79 Konsep Dasar Perencanaan Lanskap Sungai Fungsional, Kondisi Biofisik Baik Water Front City - Relokasi rumah warga - Rehabilitasi - Penerapan teknik eko-hidraulik - Refungsionalisasi sungai - Konservasi - Penetapan orientasi bangunan (menghadap ke sungai) - Penyediaan area publik di sempadan sungai (taman publik) Pengembangan Konsep: - Konsep Ruang - Konsep Sirkulasi - Konsep Vegetasi - Konsep Pemukiman Perencanaan Lanskap Sungai Kelayan Gambar 26. Diagram Konsep Perencanaan Lanskap Sungai Kelayan Penataan lanskap tepian Sungai Kelayan dititikberatkan pada penataan sabuk hijau sungai, fasilitas umum, pemukiman dan aktivitas yang secara langsung dan tidak langsung mempengaruhi kualitas biofisik sungai dan kehidupan masyarakat di daerah sungai. Perencanaan lanskap di tepian sungai pada kawasan pemukiman dalam kota memadukan dua fungsi dan kepentingan yang berbeda, yaitu kepentingan rehabilitasi dan konservasi sungai serta kepentingan penyediaan sarana dan prasarana user di kawasan pemukiman dalam kota. Hal ini bertujuan untuk mendapatkan lanskap sungai yang fungsional dan memilki kondisi biofisik yang baik serta yang mencirikan waterfront city di perkotaan.
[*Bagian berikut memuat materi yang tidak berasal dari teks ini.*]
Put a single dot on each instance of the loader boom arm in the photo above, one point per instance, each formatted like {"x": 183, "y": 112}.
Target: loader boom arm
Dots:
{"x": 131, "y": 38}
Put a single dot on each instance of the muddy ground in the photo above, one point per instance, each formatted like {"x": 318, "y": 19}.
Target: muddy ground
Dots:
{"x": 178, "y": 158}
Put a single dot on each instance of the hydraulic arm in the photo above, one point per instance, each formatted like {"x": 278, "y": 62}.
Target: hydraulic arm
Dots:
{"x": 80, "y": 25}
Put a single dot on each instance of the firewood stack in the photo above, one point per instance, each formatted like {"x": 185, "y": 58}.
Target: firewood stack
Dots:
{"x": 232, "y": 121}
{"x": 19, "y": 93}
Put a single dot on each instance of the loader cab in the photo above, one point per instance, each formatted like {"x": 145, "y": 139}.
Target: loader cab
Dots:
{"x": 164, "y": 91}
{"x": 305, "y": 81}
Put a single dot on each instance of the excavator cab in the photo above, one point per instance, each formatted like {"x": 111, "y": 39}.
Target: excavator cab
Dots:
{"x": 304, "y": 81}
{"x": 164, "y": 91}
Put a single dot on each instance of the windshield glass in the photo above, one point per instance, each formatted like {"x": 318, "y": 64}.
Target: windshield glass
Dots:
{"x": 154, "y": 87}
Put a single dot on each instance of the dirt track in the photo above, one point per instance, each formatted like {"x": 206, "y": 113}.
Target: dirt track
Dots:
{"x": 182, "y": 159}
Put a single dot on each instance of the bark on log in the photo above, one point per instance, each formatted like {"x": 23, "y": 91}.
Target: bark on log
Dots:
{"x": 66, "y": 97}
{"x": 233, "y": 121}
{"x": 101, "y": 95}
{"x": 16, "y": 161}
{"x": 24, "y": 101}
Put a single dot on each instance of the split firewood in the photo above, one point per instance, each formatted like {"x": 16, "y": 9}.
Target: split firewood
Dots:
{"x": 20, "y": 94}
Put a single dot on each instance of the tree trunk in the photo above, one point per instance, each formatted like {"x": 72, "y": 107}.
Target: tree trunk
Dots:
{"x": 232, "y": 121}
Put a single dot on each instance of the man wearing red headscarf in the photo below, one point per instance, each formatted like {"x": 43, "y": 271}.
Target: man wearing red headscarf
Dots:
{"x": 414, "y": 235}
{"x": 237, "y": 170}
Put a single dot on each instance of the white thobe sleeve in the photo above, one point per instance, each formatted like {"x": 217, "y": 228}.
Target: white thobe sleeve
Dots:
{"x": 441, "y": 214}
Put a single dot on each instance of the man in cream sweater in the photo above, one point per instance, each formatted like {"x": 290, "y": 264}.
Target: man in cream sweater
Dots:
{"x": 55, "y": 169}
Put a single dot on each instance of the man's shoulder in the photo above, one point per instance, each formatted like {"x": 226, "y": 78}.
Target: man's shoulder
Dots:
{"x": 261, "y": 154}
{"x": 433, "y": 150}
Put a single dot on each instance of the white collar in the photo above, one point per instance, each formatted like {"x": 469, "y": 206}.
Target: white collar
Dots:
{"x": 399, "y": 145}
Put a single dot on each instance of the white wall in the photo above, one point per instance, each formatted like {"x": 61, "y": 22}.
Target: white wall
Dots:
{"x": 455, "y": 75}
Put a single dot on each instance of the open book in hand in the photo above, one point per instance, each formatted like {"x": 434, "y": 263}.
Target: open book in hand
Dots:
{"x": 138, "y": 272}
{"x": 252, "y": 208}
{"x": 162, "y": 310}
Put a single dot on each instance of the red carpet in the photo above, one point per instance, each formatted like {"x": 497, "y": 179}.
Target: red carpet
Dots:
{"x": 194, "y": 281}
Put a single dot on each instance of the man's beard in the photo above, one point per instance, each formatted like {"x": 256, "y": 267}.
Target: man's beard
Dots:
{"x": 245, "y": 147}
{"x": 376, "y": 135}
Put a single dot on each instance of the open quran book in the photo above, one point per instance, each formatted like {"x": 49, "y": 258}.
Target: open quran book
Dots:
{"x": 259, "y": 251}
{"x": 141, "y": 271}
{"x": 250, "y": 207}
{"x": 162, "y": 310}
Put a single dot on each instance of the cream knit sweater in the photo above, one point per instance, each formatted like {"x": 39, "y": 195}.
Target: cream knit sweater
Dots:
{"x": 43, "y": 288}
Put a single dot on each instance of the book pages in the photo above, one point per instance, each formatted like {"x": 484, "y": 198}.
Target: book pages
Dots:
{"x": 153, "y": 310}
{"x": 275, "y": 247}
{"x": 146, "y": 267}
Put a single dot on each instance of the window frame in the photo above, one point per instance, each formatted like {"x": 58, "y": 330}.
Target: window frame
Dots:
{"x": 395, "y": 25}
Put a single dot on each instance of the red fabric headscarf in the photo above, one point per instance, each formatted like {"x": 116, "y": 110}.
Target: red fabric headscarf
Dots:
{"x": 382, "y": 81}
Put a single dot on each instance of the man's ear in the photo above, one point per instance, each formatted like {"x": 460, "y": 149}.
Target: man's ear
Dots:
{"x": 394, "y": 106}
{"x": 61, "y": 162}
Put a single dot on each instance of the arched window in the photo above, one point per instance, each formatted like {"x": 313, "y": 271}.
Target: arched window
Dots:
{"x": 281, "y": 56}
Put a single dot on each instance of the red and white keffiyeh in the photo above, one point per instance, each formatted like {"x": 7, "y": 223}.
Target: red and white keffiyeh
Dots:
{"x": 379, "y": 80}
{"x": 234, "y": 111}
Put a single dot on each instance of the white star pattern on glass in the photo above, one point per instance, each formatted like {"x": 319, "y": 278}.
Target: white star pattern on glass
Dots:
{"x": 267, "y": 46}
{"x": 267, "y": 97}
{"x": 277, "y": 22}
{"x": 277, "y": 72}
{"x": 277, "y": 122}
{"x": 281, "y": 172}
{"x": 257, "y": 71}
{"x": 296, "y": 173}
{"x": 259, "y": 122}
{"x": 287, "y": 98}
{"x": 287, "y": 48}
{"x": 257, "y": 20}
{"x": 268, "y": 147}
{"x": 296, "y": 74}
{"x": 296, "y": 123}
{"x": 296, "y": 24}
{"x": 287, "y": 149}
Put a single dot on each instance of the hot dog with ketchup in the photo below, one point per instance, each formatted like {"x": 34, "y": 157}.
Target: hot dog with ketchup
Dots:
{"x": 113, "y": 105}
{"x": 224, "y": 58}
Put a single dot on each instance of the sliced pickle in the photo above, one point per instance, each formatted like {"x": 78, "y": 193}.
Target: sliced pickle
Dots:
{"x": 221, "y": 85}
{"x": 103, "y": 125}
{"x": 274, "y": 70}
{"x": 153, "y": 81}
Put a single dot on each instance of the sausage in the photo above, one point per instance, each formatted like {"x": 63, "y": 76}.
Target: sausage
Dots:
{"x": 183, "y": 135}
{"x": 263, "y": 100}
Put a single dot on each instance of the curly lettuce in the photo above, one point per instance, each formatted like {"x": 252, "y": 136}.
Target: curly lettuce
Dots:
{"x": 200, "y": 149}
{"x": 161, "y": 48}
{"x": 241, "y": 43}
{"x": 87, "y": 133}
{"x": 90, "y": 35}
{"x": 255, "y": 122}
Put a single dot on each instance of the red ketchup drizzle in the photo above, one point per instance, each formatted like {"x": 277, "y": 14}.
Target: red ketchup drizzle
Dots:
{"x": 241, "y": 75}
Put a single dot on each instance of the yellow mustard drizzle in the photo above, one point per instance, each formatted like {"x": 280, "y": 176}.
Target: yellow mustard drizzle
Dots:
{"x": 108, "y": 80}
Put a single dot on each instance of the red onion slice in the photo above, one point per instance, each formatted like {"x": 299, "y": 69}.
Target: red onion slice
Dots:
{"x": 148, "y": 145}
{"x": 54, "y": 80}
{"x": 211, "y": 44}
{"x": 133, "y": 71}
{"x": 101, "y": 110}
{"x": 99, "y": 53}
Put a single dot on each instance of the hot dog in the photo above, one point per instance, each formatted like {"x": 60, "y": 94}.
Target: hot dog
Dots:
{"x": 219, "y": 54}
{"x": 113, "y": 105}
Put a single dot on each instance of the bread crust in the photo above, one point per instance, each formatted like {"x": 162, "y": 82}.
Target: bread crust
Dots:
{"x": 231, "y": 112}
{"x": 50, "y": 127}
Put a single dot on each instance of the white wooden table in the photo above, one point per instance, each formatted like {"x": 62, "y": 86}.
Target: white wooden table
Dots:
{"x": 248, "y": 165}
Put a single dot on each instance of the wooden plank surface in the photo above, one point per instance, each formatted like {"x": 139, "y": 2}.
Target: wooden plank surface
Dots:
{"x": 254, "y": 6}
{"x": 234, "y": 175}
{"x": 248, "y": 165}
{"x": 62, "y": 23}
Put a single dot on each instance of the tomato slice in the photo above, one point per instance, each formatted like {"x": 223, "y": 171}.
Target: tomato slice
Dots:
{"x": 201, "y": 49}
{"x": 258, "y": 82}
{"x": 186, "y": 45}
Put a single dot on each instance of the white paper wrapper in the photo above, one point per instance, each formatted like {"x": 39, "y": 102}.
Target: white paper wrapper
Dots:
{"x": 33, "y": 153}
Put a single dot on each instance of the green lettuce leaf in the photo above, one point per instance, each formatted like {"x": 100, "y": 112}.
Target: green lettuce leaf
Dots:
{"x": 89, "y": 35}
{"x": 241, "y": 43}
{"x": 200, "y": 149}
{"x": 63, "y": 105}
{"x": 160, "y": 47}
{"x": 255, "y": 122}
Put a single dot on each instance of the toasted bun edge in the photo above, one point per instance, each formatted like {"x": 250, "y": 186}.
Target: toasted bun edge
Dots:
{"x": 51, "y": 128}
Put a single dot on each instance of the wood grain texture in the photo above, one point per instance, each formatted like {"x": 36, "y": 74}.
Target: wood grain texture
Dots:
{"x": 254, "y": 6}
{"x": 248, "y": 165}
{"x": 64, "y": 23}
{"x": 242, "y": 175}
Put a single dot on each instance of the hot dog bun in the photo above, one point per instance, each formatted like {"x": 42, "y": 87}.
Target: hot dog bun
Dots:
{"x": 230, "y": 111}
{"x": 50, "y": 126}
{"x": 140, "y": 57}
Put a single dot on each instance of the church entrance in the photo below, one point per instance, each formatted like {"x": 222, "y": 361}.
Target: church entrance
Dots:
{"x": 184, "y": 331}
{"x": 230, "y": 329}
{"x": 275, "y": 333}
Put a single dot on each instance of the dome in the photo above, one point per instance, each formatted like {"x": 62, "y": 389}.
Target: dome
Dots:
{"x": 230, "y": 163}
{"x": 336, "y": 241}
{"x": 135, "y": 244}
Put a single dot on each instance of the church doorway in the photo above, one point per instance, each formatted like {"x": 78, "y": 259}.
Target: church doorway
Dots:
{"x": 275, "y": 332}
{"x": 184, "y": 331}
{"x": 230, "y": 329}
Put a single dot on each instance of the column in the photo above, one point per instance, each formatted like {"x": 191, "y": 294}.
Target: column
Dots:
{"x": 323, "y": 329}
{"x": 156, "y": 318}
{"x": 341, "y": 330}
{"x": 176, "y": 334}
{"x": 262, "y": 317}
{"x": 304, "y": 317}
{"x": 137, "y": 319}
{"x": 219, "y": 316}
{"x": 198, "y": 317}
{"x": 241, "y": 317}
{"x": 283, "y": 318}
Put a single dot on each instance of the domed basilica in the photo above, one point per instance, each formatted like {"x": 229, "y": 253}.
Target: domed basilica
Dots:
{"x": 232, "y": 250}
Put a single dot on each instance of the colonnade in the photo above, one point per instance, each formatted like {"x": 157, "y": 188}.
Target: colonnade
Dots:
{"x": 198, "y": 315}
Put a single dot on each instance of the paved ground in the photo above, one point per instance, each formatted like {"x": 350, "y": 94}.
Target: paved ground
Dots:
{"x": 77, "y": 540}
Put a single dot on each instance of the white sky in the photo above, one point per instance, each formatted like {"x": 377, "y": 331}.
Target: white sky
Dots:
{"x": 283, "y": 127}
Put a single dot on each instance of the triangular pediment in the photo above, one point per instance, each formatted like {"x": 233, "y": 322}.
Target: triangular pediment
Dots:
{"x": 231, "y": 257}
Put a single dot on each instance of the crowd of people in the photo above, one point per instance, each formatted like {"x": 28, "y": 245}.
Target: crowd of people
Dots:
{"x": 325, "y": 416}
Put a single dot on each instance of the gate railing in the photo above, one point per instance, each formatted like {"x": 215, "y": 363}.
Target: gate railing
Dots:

80 5.7.2. Pengembangan Konsep 5.7.2.1. Konsep Ruang Pembagian ruang di tapak merupakan perpaduan antara pendekatan biosentris dan antroposentris. Pendekatan biosentris menekankan pada akibat tindakan orang atau sekelompok orang mengenai sumberdaya alam atau lingkungan tanpa mempertimbangan ada atau tidaknya akibat terhadap orang lain melainkan lebih kepada dampaknya terhadap kelestarian organisme satwa dan vegetasi itu di alam. Artinya lebih menekankan pada akibat tindakan orang atau sekelompok orang terhadap kepentingan kelestarian biologis (flora-fauna) dari SDA atau lingkungan tesebut (Primack,1993). Pendekatan biosentris di tapak diterapkan dalam bentuk pemanfaatan ruang untuk konservasi tanah, air, satwa dan vegetasi sungai. Sedangkan Pendekatan antroposentris menekankan pada akibat tindakan orang mengenai sumberdaya alam atau lingkungan terhadap kepentingan orang lain. Artinya, etika konservasi ini mengatur bagaimana seharusnya seseorang itu bertindak atau berbuat terhadap sumberdaya alam (SDA) dan lingkungannya secara baik dan benar agar tidak menimbulkan dampak negatif terhadap kepentingan orang lain, sekaligus mengatur hukum atau sanksi bila terjadi pelanggaran (Primack,1993). Pendekatan antroposentris diterapkan di tapak dalam peletakan fasilitas umum yang mempengaruhi aktivitas masyarakat di dalam tapak. Zona rehabilitasi non intensif merupakan zona dimana pendekatan biosentris lebih dominan berperan, sedangkan zona rehabilitasi intensif adalah zona dimana pendekatan antroposentris lebih dominan berperan. Zona rehabilitasi semi intensif adalah daerah pertemuan antara zona rehabilitasi non intensif dan zona rehabilitasi intensif, yang merupakan perpaduan antara pendekatan biosentris dan antroposentris. Zona rehabilitasi non intensif akan dikembangkan sebagai hutan konservasi (sabuk hijau) yang memiliki fungsi utama sebagai areal konservasi daerah sungai dan rekreasi edukatif bagi masyarakat. Hal ini bertujuan untuk mengembalikan kondisi biofisik yang alamiah dan untuk mengkonservasi bantaran sungai dan untuk mengakomodir kebutuhan ruang publik bagi masyarakat. Fasilitas umum yang berupa jaringan sistem drainase dan jalan inspeksi serta sitting area masih dapat diintroduksikan ke dalam area ini.